刀剣乱舞/Manus in manu~手に手をとって~
第37章 修行
誤解を解こうと話すも皆が同時に話したため誰が何を言っているのかよく聞き取れない。
「……あんたは…」
大倶利伽羅さんは周りを取り囲んで身ぶり手振り動かしながらあたふたしている光忠達に見向きもせず、私を見据えたまま低い声で唸るように声をあげた。

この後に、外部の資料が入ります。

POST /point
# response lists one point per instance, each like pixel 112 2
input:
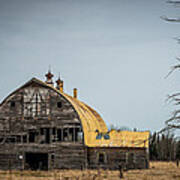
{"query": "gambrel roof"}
pixel 95 130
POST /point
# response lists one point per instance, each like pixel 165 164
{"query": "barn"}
pixel 42 127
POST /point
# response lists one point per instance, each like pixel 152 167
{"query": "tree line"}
pixel 164 147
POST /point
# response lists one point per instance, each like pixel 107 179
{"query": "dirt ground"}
pixel 157 170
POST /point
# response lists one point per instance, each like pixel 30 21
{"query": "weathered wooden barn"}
pixel 41 127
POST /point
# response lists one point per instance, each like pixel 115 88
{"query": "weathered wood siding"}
pixel 111 158
pixel 39 120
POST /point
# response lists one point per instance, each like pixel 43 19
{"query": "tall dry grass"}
pixel 157 171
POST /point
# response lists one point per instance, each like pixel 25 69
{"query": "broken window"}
pixel 24 139
pixel 101 159
pixel 65 134
pixel 59 104
pixel 32 137
pixel 12 104
pixel 59 135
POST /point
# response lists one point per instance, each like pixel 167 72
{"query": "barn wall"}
pixel 111 158
pixel 36 119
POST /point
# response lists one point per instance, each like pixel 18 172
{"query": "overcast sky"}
pixel 116 52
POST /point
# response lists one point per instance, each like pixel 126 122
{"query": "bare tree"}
pixel 174 121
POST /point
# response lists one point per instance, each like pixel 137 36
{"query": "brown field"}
pixel 157 170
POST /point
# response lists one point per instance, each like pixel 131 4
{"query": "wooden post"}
pixel 62 138
pixel 74 133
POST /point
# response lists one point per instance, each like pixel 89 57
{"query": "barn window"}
pixel 59 104
pixel 101 159
pixel 12 104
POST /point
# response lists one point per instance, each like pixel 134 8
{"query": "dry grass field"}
pixel 158 170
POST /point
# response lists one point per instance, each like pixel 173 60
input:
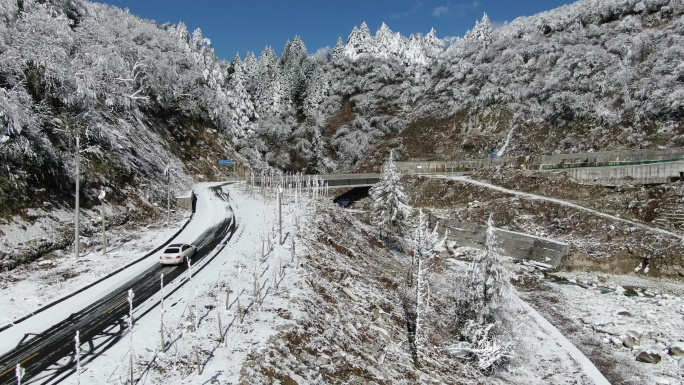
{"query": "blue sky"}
pixel 242 26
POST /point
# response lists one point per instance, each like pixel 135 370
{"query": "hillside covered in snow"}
pixel 145 98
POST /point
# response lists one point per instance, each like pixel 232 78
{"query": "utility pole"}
pixel 104 235
pixel 77 242
pixel 168 197
pixel 280 214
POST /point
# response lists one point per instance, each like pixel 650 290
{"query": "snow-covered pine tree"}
pixel 483 31
pixel 389 202
pixel 242 110
pixel 485 339
pixel 426 245
pixel 488 279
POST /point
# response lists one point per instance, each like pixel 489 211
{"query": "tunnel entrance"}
pixel 351 196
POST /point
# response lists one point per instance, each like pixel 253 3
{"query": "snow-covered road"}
pixel 467 179
pixel 207 215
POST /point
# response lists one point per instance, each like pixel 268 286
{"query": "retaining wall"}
pixel 537 162
pixel 634 174
pixel 513 244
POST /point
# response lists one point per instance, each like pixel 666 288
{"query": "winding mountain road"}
pixel 40 353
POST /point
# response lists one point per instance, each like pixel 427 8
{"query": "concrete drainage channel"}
pixel 628 291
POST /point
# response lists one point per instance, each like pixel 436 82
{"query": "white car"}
pixel 177 253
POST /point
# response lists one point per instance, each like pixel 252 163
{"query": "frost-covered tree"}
pixel 488 280
pixel 269 95
pixel 425 245
pixel 486 307
pixel 360 42
pixel 482 31
pixel 241 110
pixel 390 206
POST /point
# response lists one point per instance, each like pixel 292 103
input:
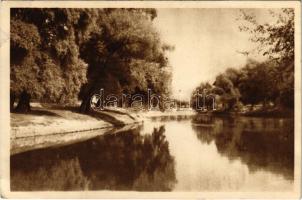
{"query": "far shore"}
pixel 49 125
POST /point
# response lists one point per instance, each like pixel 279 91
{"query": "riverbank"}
pixel 48 125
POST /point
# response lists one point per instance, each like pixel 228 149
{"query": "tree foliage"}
pixel 59 55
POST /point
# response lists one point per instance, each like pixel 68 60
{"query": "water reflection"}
pixel 179 153
pixel 123 161
pixel 262 144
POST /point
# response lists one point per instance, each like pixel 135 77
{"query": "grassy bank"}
pixel 50 125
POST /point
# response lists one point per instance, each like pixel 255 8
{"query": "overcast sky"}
pixel 205 40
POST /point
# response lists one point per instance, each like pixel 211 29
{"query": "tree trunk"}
pixel 24 103
pixel 12 101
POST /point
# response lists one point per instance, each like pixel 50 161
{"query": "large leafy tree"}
pixel 45 63
pixel 277 41
pixel 128 57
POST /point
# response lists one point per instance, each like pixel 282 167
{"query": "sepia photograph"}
pixel 128 98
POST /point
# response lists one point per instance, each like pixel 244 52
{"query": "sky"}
pixel 206 42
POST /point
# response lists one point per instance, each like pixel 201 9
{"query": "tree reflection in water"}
pixel 122 161
pixel 266 144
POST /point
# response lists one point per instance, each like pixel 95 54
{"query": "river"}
pixel 168 154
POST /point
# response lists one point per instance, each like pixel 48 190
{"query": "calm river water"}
pixel 169 154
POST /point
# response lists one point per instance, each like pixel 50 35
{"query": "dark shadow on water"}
pixel 261 143
pixel 121 161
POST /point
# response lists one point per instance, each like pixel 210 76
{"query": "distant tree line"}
pixel 65 55
pixel 271 81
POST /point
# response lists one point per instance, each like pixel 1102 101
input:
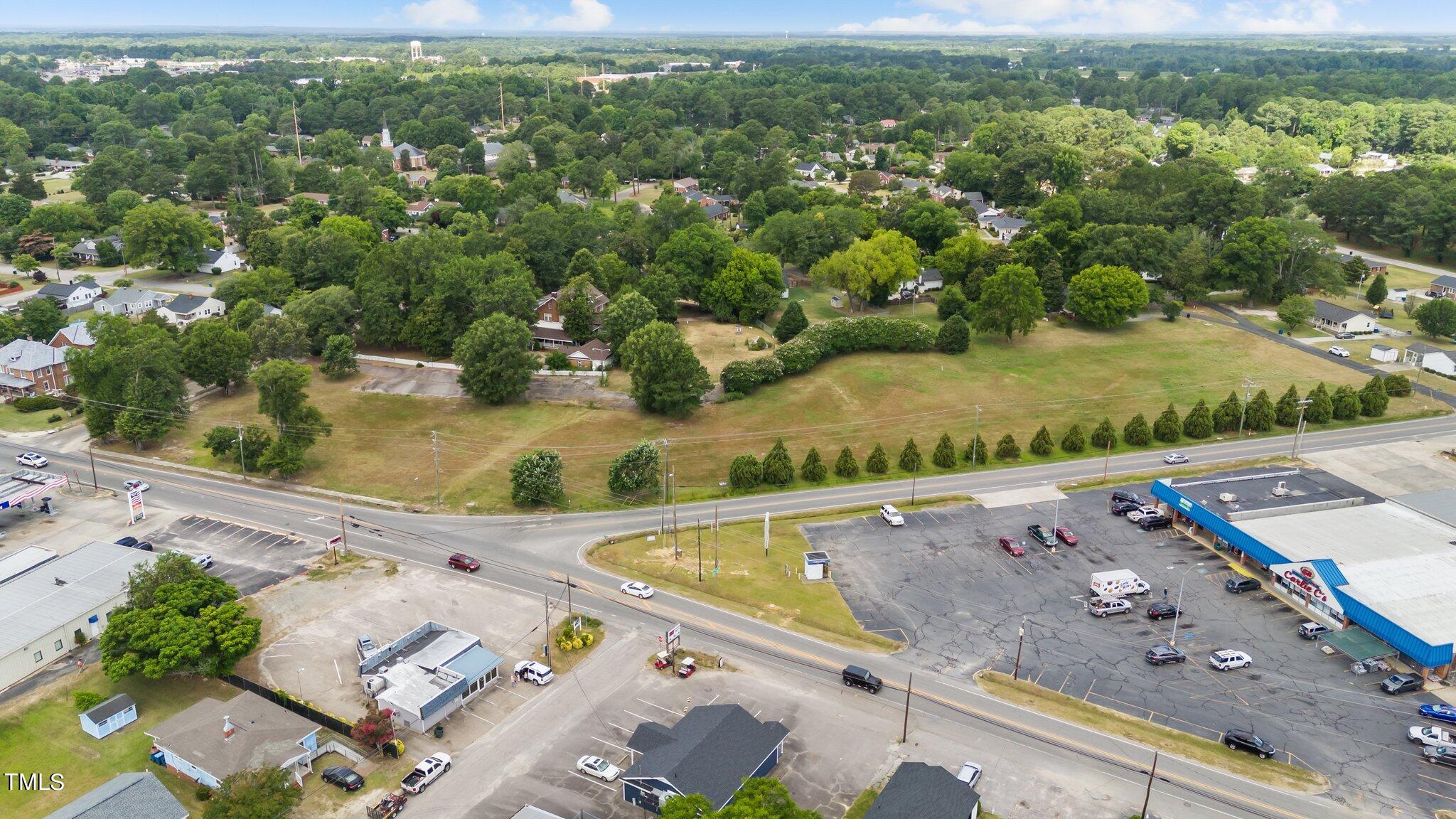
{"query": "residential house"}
pixel 73 296
pixel 1002 226
pixel 109 716
pixel 1443 286
pixel 75 334
pixel 1376 269
pixel 85 251
pixel 408 158
pixel 33 368
pixel 925 792
pixel 1383 355
pixel 1429 358
pixel 213 739
pixel 429 674
pixel 590 356
pixel 548 331
pixel 1342 319
pixel 130 302
pixel 711 751
pixel 810 169
pixel 187 309
pixel 126 796
pixel 220 261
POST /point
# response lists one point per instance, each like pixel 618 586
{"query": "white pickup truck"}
pixel 1432 737
pixel 429 770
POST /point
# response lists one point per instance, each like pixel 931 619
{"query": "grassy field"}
pixel 1165 739
pixel 1056 376
pixel 43 735
pixel 747 580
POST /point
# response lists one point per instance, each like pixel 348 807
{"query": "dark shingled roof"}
pixel 711 751
pixel 924 792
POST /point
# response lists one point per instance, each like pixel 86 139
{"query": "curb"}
pixel 268 483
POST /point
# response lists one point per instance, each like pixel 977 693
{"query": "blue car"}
pixel 1442 712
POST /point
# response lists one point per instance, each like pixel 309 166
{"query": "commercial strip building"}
pixel 429 674
pixel 41 609
pixel 1349 557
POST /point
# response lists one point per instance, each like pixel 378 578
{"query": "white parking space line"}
pixel 599 783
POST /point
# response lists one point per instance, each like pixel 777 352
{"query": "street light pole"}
pixel 1172 641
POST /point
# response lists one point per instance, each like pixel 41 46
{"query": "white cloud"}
pixel 925 23
pixel 586 15
pixel 1288 18
pixel 440 14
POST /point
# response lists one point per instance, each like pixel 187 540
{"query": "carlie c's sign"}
pixel 1303 577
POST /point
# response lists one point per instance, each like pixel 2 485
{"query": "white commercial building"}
pixel 43 609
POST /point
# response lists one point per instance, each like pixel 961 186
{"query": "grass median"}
pixel 764 587
pixel 1162 738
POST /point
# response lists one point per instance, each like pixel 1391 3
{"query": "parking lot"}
pixel 248 557
pixel 958 601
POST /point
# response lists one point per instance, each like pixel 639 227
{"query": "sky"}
pixel 800 16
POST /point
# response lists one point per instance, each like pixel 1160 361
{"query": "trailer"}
pixel 1117 583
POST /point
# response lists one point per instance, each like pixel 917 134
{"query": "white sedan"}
pixel 637 589
pixel 599 767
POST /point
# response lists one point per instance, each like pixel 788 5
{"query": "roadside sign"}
pixel 134 505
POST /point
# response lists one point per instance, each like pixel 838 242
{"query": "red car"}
pixel 1012 545
pixel 465 563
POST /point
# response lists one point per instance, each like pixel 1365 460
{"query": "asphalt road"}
pixel 533 554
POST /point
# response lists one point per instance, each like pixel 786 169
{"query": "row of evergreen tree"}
pixel 1261 414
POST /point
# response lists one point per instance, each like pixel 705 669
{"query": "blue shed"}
pixel 109 716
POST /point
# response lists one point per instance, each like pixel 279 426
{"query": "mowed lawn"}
pixel 43 735
pixel 1056 376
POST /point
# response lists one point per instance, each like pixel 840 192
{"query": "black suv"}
pixel 1155 522
pixel 1247 741
pixel 1241 585
pixel 861 678
pixel 1162 611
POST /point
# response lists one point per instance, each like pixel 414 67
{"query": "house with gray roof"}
pixel 73 296
pixel 1342 319
pixel 925 792
pixel 213 739
pixel 187 309
pixel 126 796
pixel 33 368
pixel 711 751
pixel 43 608
pixel 130 302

そして唇をギリッと噛みしめた後「…浮気か」と吐き捨てるように言い放つ。
その言葉に「違う」と反論するけど鋭い眼光の彼は私を引きずるように引っ張ったまま、私の部屋に向かって廊下を歩き出した。
「伽羅ちゃん!主ちゃんに無理させちゃ絶対駄目だからね!」
「伽羅坊!ちゃんと話を聞いてやるんだぞ!主は浮気なんてしていないからな!」
「伽羅…主に酷い事しないよな…主、大丈夫だよな…」
引っ張られながらも、後ろからは光忠達の私を心配する言葉が聞こえる。その声でさえも無視して大倶利伽羅さんは歩く。
「ねえ!伽羅ちゃん痛いっ話を聞いて!」
私の声も聞かずに大倶利伽羅さんは無言で廊下を歩く。そして執務室を通り過ぎ私室の扉を乱暴に開け、グイッと部屋に押し込まれた。その力があまりに強くて私の体は勢い余って倒れこんでしまう。
大倶利伽羅さんが酷く怒っている。そして怒りの矛先は間違いなく私だ。